We will take you on a journey back in time to learn about the origin of the most famous typical Japanese dish: sushi. That way, your gourmet experience of washoku will be much more tasty. Here we go!
The Most Popular Sushi in the World
Sushi is one of the most popular Japanese foods in the world, not only because it’s a typical Japanese dish but also because it’s healthy. In 1980, sushi debuted in the United States with the concept of sushi bars, which popularized the Japanese dish all over the western world. In general, sushi has a direct relationship with raw fish. However, nowadays there are customized versions of sushi, including the California roll, which has avocado and surimi instead of raw fish. By the way, some people who are allergic to seafood are able to eat surimi because it’s actually artificial crab. Many people love it!
The Origin of Sushi in Japan
Sushi was taken to Japan from East Asia during the Heian Era (794-1185). At that time, it was called nare zushi. They prepared it with rice and vinegar, and added raw fish on the top. Then, they let it rest all night. As you can see, it didn’t even closely resemble the type of sushi we’re familiar with nowadays. Furthermore, back then there were no refrigeration systems. Consequently, people used nare zushi as a food preservation technique.
Nigiri sushi was born in the late Edo Era (nineteenth century). This sushi was called edomae sushi because they used fish and seaweeds captured at Tokyo Bay, located in front of the city of Edo. Mae means “in front of” in Japanese, hence the name edomae sushi. Compared to nare zushi, edomae sushi is cooked much faster. For this reason, later on they called this type of sushi haya sushi (hayai means “fast” in Japanese). It became very popular in the city of Edo. After the Great Kanto Earthquake in 1923, many sushi chefs had to return to their hometowns. As a result, sushi was introduced in other parts of Japan and then became a typical Japanese dish, or washoku.

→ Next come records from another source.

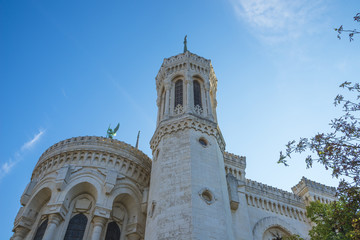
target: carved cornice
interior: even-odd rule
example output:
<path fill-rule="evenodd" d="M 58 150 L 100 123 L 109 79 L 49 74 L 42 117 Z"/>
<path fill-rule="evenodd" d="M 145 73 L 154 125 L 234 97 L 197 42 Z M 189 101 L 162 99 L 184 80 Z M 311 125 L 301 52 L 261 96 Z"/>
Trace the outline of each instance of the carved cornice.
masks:
<path fill-rule="evenodd" d="M 154 136 L 150 140 L 150 147 L 154 151 L 162 137 L 184 129 L 194 129 L 214 136 L 218 142 L 220 150 L 225 151 L 225 141 L 220 132 L 218 125 L 209 120 L 205 120 L 199 117 L 192 116 L 190 114 L 185 115 L 183 118 L 176 118 L 172 120 L 166 120 L 159 124 L 156 128 Z"/>
<path fill-rule="evenodd" d="M 292 187 L 291 190 L 295 194 L 300 196 L 303 196 L 306 192 L 311 191 L 313 193 L 325 195 L 333 199 L 335 199 L 335 194 L 336 194 L 336 188 L 326 186 L 324 184 L 312 181 L 305 177 L 302 177 L 300 182 L 296 184 L 294 187 Z"/>
<path fill-rule="evenodd" d="M 246 168 L 246 157 L 238 156 L 233 153 L 224 152 L 225 164 L 244 169 Z"/>
<path fill-rule="evenodd" d="M 296 194 L 252 181 L 250 179 L 246 179 L 246 192 L 254 193 L 256 195 L 264 196 L 284 203 L 291 203 L 299 207 L 303 207 L 305 204 L 303 199 Z"/>
<path fill-rule="evenodd" d="M 140 150 L 114 139 L 87 136 L 51 146 L 41 155 L 32 179 L 42 178 L 66 165 L 73 166 L 71 173 L 86 167 L 95 167 L 105 173 L 117 171 L 144 186 L 148 184 L 151 172 L 151 160 Z"/>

The Best Market to Try This Typical Japanese Dish
You can’t miss the visit to the Tsukiji market in your trip to Japan. This place is the largest fish market in the world, and the best one to get fresh fish to prepare your own sushi. Another option is to try this typical Japanese dish right there in the market. You can also try other Japanese dishes that will make your first approach to washoku an exquisite experience.

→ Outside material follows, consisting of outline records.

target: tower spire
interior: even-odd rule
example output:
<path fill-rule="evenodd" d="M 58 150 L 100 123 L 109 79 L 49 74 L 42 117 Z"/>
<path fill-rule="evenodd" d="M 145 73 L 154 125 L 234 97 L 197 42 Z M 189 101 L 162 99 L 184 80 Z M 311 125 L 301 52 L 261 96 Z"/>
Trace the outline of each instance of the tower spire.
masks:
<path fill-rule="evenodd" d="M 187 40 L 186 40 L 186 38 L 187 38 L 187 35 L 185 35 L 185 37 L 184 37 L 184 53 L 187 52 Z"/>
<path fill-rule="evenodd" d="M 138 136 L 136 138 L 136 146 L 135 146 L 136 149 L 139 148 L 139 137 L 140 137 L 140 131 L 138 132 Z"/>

Other Typical Japanese Dishes
Apart from sushi, you can order other Japanese dishes. We recommend you order miso soup, which is made with fish broth known as dashi. It also has miso, a flavored soybean pasta, and other ingredients such as tofu and seaweeds. You can also choose a chawanmushi, an egg-based custard that can be mixed with chicken or clams. These two dishes are some of our washoku favourites. They’re also an excellent option to accompany this typical Japanese dish since, unlike sushi, they´re served hot.
- Did you know that wasabi is called namida, which meeans “tear” in Japanese? Since it’s very spicy, they say wasabi makes you cry; hence the name.

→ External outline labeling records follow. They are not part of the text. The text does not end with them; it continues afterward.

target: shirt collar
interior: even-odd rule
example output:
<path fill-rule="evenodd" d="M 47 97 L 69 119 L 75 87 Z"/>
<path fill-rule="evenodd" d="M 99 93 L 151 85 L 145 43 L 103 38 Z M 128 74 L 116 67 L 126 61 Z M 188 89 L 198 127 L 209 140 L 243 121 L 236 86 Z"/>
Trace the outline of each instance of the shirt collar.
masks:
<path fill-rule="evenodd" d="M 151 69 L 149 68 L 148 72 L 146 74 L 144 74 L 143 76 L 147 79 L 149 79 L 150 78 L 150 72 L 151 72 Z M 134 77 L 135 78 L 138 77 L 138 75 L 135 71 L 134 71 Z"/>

- Soy sauce is called murasaki (purple) in Japanese because of its dark color.
- Agari! Japanese people use this word when they reach a goal or win a game. In a sushi restaurant it refers to green tea. This tea helps cleanse the palate of the taste of sushi. Therefore, it’s the last thing you should drink after your meal.
- Do you know what the pink slices of food they serve with your sushi are? It’s sweet vinegary ginger known as gari. When sushi chefs cut ginger they make a “gari gari” sound. Also, when diners eat it, they make a similar chewing sound. Gari is served with sushi and it must be licked after every mouthful to cleanse the palate.
- While in Japan sushi is only slightly dipped in soy sauce, in countries like Mexico diners submerge the whole sushi roll in the soy sauce. Another difference is that the sauce is prepared with lemon, which is the version that western countries have made so popular.
- The order in which sushi is served and eaten matters. It should be eaten from that with the mildest flavor to the that with the strongest one.
- Did you know that sushi can be eaten with chopsticks or with hands?
Try Authentic Sushi
Nowadays sushi is so popular that it can be found all over the world. However, it is often very different from the original one. That is because each country has adopted the recipe and added their local products to create new and tasty combinations of this typical Japanese dish. So if you want to try authentic sushi, travel to Japan and be prepared to discover unique flavors.